Neues und unkonventionelles Denken ist gefragt. Die scheinbar sicheren Arbeitsplätze von heute sind morgen schon Geschichte wie die Abwanderung ganzer Branchen nach Fernost zeigt. Ganze Branchen wird der Wind des Wandels in den nächsten Jahren hinwegfegen. Schon gibt es bisher fast kaum wahrnehmbare Anzeichen für den Wandel. Das Bestellen von Waren vom anderen Ende der Welt ist heute schon Allgemeingut und reißt niemanden mehr vom Stuhl. Vor Jahren hatte man es gerade mal geschafft Waren aus dem Versandkatalog zu ordern und das auch nur bei einheimischen Firmen. Da werden heute schon auf den allgegenwärtigen Smartphones Programme installiert die langfristig den Taxifahrer zwar nicht gänzlich ersetzen werden, aber zumindest die Anzahl von Taxis reduzieren werden. Der Internethandel macht sich auf zu neuen Horizonten wenn Anbieter erste Versuche starten die verkauften Waren mittels unbemannter Fluggeräte (Drohnen) auszuliefern. Verstärkte Verzahnung von Verkehrsmitteln führen zu einem neuen Begriff von Mobilität. Langfristig wird nicht der Besitz eines Autos im Vordergrund stehen sondern die Lösung von Mobilitätsproblemen. Dazu zählen heute schon Car-Sharing und das Angebot Privater im Internet deren Autos während der ungenutzten Zeit nutzen zu können. All das wird Auswirkungen u.a. auch auf die Beschäftigungslage in Sachsen mit zahlreichen Automobilfertigungsstandorten haben.

Das Märchen von morgen

Ende der sechziger Jahre lief im Fernsehen eine Sendereihe „Raumpatrouille Orion“ und später lief dann die Erfolgsserie „Startrek“. Im Vorspann zur Serie „Raumpatrouille Orion“ hieß es „was heute noch wie ein Märchen erscheint ist morgen schon Wirklichkeit“. Und was gab es damals zu sehen? Bildschirme die man heute als Flachbildschirme in fast jedem Haushalt findet, sei es als Fernseher oder als Tabletcomputer. Auch Kommunikatoren die man am Handgelenk trägt waren damals noch Zukunftsmusik. Die ersten Geräte einer solchen Klasse kann man heute bereits im Internet bestellen oder in einem der zahlreichen Elektronikmärkte erstehen. Die Zukunft beginnt also nicht erst morgen oder irgendwann. Die Zukunft hat begonnen, gestern bereits. Und es ist an der Zeit sich Gedanken darüber zu machen wie man mit dem was heute noch wie ein Märchen in ferner Zukunft erscheint auch in Sachsen umgehen wird, wie man den Wandel gestalten kann und ihm nicht nur hinterherläuft.

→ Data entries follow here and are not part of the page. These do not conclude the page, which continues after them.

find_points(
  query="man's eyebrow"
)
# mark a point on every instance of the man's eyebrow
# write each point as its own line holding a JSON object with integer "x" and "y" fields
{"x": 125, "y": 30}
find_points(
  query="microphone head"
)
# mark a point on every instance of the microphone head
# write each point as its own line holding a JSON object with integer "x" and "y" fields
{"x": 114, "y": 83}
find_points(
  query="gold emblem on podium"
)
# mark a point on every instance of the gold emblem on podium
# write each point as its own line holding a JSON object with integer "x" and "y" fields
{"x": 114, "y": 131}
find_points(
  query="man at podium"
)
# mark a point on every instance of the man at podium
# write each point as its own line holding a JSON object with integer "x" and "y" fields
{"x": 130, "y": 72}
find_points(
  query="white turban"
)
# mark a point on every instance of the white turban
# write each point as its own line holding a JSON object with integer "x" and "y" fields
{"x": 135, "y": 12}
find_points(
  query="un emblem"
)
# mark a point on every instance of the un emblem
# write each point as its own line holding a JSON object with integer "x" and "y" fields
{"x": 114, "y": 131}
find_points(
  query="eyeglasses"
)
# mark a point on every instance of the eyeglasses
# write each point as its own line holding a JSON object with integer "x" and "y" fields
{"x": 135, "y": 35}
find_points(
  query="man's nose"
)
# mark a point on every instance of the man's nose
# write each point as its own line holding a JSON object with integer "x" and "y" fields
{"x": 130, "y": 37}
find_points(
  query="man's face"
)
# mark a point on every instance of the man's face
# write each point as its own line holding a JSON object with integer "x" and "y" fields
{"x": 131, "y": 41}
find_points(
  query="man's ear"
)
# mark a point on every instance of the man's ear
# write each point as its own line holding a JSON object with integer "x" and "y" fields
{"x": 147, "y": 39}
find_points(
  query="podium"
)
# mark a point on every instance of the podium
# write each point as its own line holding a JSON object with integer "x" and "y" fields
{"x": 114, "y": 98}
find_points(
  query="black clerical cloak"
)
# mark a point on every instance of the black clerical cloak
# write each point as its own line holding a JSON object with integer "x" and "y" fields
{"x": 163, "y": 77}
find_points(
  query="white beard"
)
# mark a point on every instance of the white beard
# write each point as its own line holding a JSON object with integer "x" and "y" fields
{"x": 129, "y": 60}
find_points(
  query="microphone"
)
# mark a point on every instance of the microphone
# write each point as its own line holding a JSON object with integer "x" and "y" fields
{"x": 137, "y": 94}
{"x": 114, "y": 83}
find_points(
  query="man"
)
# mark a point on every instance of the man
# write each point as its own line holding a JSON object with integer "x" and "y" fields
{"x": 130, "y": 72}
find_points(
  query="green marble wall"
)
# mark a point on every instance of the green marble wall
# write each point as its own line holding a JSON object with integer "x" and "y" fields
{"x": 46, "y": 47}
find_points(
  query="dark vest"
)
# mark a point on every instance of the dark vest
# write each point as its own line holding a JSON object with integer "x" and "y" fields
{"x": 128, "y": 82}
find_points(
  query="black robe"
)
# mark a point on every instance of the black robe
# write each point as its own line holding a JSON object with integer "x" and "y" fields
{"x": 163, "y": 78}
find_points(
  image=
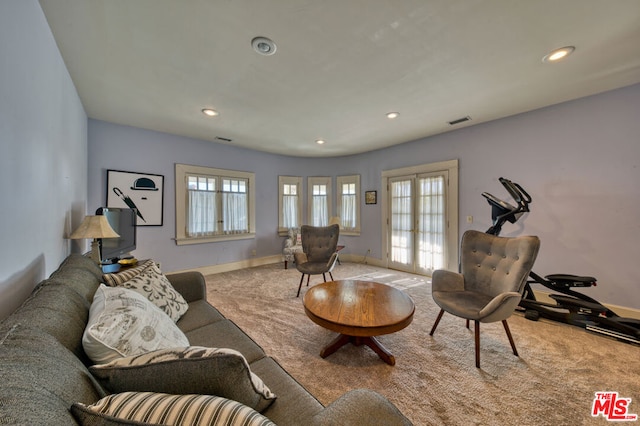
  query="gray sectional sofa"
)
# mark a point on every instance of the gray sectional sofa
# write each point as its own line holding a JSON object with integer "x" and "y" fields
{"x": 45, "y": 370}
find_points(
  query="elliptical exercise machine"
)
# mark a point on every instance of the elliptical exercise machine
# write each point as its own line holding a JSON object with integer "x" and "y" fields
{"x": 571, "y": 307}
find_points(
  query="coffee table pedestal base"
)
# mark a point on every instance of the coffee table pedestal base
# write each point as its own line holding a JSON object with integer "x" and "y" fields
{"x": 372, "y": 342}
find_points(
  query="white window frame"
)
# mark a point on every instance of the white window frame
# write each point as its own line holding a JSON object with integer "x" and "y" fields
{"x": 451, "y": 166}
{"x": 289, "y": 180}
{"x": 340, "y": 181}
{"x": 318, "y": 180}
{"x": 184, "y": 170}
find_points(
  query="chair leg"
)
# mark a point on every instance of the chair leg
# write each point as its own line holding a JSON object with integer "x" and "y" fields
{"x": 300, "y": 286}
{"x": 433, "y": 329}
{"x": 513, "y": 345}
{"x": 476, "y": 326}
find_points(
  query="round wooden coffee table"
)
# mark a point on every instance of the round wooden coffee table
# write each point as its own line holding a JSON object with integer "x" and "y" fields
{"x": 359, "y": 311}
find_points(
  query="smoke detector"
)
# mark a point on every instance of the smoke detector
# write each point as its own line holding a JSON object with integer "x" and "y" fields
{"x": 263, "y": 46}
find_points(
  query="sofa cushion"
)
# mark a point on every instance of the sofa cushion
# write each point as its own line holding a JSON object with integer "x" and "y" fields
{"x": 164, "y": 409}
{"x": 196, "y": 369}
{"x": 295, "y": 405}
{"x": 58, "y": 310}
{"x": 40, "y": 378}
{"x": 151, "y": 283}
{"x": 200, "y": 313}
{"x": 226, "y": 334}
{"x": 120, "y": 277}
{"x": 123, "y": 323}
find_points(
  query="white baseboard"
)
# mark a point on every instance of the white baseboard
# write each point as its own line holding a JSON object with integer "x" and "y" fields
{"x": 233, "y": 266}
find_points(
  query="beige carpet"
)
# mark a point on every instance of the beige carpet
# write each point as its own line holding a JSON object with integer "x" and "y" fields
{"x": 434, "y": 380}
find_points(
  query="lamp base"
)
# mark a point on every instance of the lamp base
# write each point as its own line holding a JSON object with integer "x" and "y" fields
{"x": 95, "y": 251}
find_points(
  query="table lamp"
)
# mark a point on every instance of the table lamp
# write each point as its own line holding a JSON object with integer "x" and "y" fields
{"x": 94, "y": 227}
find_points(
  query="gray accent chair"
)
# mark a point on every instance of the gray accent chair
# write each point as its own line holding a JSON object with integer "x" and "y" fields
{"x": 494, "y": 271}
{"x": 319, "y": 254}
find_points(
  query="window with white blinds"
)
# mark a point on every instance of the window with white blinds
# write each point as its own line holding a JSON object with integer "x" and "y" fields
{"x": 213, "y": 204}
{"x": 348, "y": 204}
{"x": 319, "y": 200}
{"x": 290, "y": 203}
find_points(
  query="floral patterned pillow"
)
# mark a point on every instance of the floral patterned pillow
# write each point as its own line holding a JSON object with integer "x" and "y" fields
{"x": 124, "y": 323}
{"x": 154, "y": 285}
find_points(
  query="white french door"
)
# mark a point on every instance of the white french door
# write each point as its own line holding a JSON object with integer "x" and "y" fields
{"x": 417, "y": 221}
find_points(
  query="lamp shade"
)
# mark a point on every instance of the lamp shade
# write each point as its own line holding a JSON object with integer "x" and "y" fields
{"x": 94, "y": 227}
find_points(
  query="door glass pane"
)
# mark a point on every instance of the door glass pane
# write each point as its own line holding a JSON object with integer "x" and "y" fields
{"x": 431, "y": 222}
{"x": 401, "y": 222}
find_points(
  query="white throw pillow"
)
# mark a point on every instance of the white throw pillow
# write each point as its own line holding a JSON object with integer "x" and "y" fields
{"x": 154, "y": 285}
{"x": 123, "y": 323}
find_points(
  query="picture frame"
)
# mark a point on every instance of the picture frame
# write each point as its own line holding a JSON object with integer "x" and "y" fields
{"x": 371, "y": 197}
{"x": 142, "y": 191}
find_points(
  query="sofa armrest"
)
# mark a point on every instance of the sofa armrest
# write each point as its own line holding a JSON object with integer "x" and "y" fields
{"x": 358, "y": 406}
{"x": 191, "y": 285}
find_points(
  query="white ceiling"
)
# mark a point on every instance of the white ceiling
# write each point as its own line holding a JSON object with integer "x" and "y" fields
{"x": 340, "y": 65}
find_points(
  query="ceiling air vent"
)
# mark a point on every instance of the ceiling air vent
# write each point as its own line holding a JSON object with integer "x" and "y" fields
{"x": 459, "y": 120}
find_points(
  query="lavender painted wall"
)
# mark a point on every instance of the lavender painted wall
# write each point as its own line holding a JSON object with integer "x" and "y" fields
{"x": 579, "y": 161}
{"x": 43, "y": 165}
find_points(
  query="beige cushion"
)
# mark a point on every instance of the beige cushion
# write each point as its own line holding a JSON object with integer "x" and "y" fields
{"x": 125, "y": 275}
{"x": 151, "y": 283}
{"x": 196, "y": 370}
{"x": 170, "y": 410}
{"x": 123, "y": 323}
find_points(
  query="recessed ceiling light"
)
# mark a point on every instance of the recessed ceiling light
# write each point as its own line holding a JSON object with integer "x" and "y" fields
{"x": 210, "y": 112}
{"x": 264, "y": 46}
{"x": 558, "y": 54}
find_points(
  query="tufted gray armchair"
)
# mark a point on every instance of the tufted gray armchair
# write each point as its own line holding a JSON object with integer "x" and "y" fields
{"x": 319, "y": 254}
{"x": 494, "y": 271}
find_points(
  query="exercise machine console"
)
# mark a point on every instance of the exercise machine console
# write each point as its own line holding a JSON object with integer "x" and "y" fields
{"x": 571, "y": 307}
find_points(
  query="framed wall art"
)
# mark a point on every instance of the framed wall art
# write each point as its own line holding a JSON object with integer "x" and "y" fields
{"x": 371, "y": 197}
{"x": 142, "y": 191}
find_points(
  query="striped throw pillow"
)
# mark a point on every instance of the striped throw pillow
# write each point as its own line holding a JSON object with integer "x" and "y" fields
{"x": 195, "y": 369}
{"x": 170, "y": 410}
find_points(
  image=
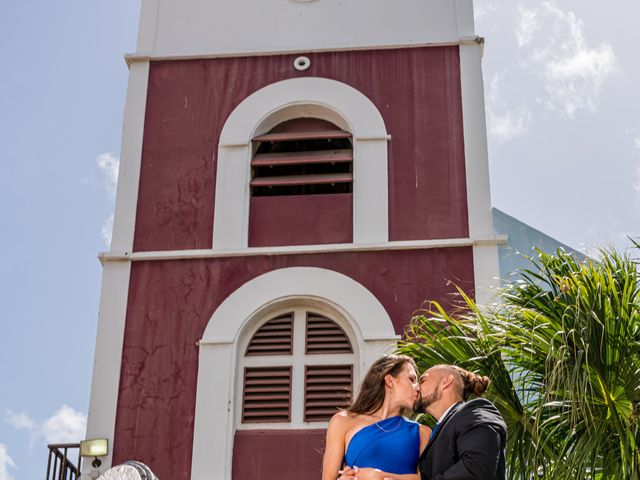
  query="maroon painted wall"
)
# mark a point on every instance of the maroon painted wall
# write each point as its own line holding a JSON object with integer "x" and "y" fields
{"x": 301, "y": 220}
{"x": 290, "y": 454}
{"x": 170, "y": 303}
{"x": 417, "y": 90}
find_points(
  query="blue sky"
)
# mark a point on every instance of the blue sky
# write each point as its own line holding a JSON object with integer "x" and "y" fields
{"x": 62, "y": 87}
{"x": 563, "y": 110}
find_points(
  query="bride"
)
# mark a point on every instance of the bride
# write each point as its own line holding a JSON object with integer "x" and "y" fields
{"x": 372, "y": 434}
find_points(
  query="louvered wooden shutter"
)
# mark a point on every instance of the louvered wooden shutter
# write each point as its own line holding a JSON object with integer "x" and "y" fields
{"x": 267, "y": 395}
{"x": 303, "y": 152}
{"x": 274, "y": 338}
{"x": 326, "y": 389}
{"x": 325, "y": 336}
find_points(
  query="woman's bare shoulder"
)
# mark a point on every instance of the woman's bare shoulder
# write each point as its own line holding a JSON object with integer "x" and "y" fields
{"x": 342, "y": 418}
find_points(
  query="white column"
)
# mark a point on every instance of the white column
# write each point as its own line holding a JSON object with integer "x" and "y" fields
{"x": 485, "y": 257}
{"x": 106, "y": 367}
{"x": 370, "y": 191}
{"x": 231, "y": 218}
{"x": 213, "y": 429}
{"x": 115, "y": 275}
{"x": 130, "y": 158}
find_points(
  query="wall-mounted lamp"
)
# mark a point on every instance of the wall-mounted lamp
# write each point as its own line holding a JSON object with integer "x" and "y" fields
{"x": 98, "y": 447}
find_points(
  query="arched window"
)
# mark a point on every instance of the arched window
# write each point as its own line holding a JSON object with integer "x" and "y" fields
{"x": 301, "y": 185}
{"x": 297, "y": 370}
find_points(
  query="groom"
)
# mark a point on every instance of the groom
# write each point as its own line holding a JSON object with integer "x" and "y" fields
{"x": 468, "y": 442}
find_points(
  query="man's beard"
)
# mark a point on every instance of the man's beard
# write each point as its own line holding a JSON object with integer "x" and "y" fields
{"x": 423, "y": 403}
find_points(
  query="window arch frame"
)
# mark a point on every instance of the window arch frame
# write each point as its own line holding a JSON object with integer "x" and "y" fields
{"x": 217, "y": 366}
{"x": 313, "y": 97}
{"x": 298, "y": 360}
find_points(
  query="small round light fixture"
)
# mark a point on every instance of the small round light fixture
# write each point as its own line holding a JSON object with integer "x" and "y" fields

Bürger oder Untertan, das ist hier die Frage

Dazu zählt auch die Frage welches Menschenbild die Regierung hat die da gewählt werden wird. Ist es der gläserne Untertan den es vorbeugend zu überwachen gilt und dessen Daten man haltlos sammelt weil man sie „irgendwann“ vielleicht doch nutzen kann? Oder ist es das Bild des Bürgers als Souverän und Inhaber von Rechten, u.a. auch des Rechtes auf Privatheit?

Sicher ist es ein Abenteuer einer kleinen Partei die Stimme zu geben. Aber was ist heute schon ohne Risiko? Und dieses Risiko ist überschaubar. Die großen Parteien haben bisher nur gezeigt daß sie nur verwalten, Besitzstände ihrer Klientel wahren und nicht gestalten wollen oder können. Wir brauchen wenn wir die Zukunft bestehen wollen keine Verwalter sondern Gestalter mit neuen heute vielleicht noch utopischen Ideen.

Für dieses Gestalten bitte ich die Wähler um ihre Stimme. Wir müssen über den Tellerrand hinausschauen und den Wandel einleiten. Wenn nicht jetzt wann sonst? Also, was sitzt Ihr noch rum? Ende August habt Ihr es in der Hand den Wandel einzuleiten. Die Wahl zum sächsischen Landtag ist Eure Chance.